Co-written by Jayson Paul, Patrick McDonnell and Nassim Kammah.

You can follow Jayson on Twitter at @jaysonmpaul
You can follow Patrick on Twitter at @mcdonnps

Posted by on September 23, 2013
Category: engineering, infrastructure, operations

5 Comments

Super cool article, the setup sounds really slick. LXC sounds like the right solution to the problem.

That said, I know I’m being pedantic, but… I am bothered by your use of “VM”. It’s not the same. “Container” isn’t just the word LXC uses for VM, it’s a different thing. Yes, LXC provides more isolation than processes on a single system, but it’s substantially different than a VM.
For example, a VM has completely different security and resource models (and enables different functionality, like live migration, etc.)
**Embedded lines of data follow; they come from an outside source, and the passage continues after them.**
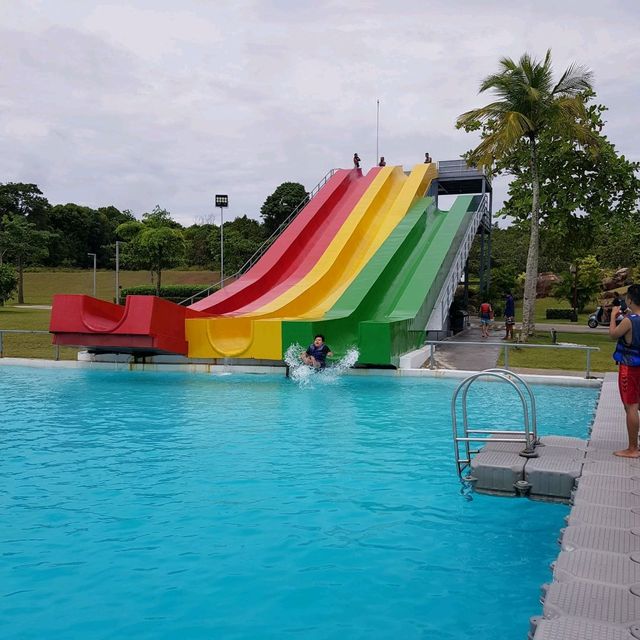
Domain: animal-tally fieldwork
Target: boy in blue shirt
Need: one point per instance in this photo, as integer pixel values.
(316, 354)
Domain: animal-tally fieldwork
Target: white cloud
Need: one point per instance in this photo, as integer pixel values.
(139, 103)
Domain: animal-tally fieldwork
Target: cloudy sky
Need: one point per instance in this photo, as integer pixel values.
(142, 102)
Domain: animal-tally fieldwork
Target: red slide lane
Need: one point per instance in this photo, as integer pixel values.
(295, 252)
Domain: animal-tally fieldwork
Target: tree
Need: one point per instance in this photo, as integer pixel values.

    That’s a subtle but important point. Sometimes words get intermingled, especially when this interface also creates real developer VMs that are not LXC. I’ve updated the use of that word in the article.

    Thanks!

Thoughts on Docker and whether it’s a good fit/replacement for this?

    I’ve only barely looked into Docker, but it did seem to have some cool ways to make setting up new LXC infrastructure much easier. We didn’t use it because 1) it didn’t exist at the time and 2) There are a lot of things we do to our containers that just isn’t supported by Docker. We prefer having a web app that allows more people access to creating bobs without having to know a bunch of CLI commands. Since we wrote a single tool to do everything for us related to the setup, decommissioning, rebuilding, attaching, etc for our Jenkins instances, it didn’t make sense for us to leverage something like Docker. The web app could have run docker underneath it but most of the commands we would use from Docker end up just being simple wrappers for the lxc commands we are already executing.

Surely this project should have been called “virtual insanity”!
http://vimeo.com/19213405

Or does “virtual madness” also have some special meaning?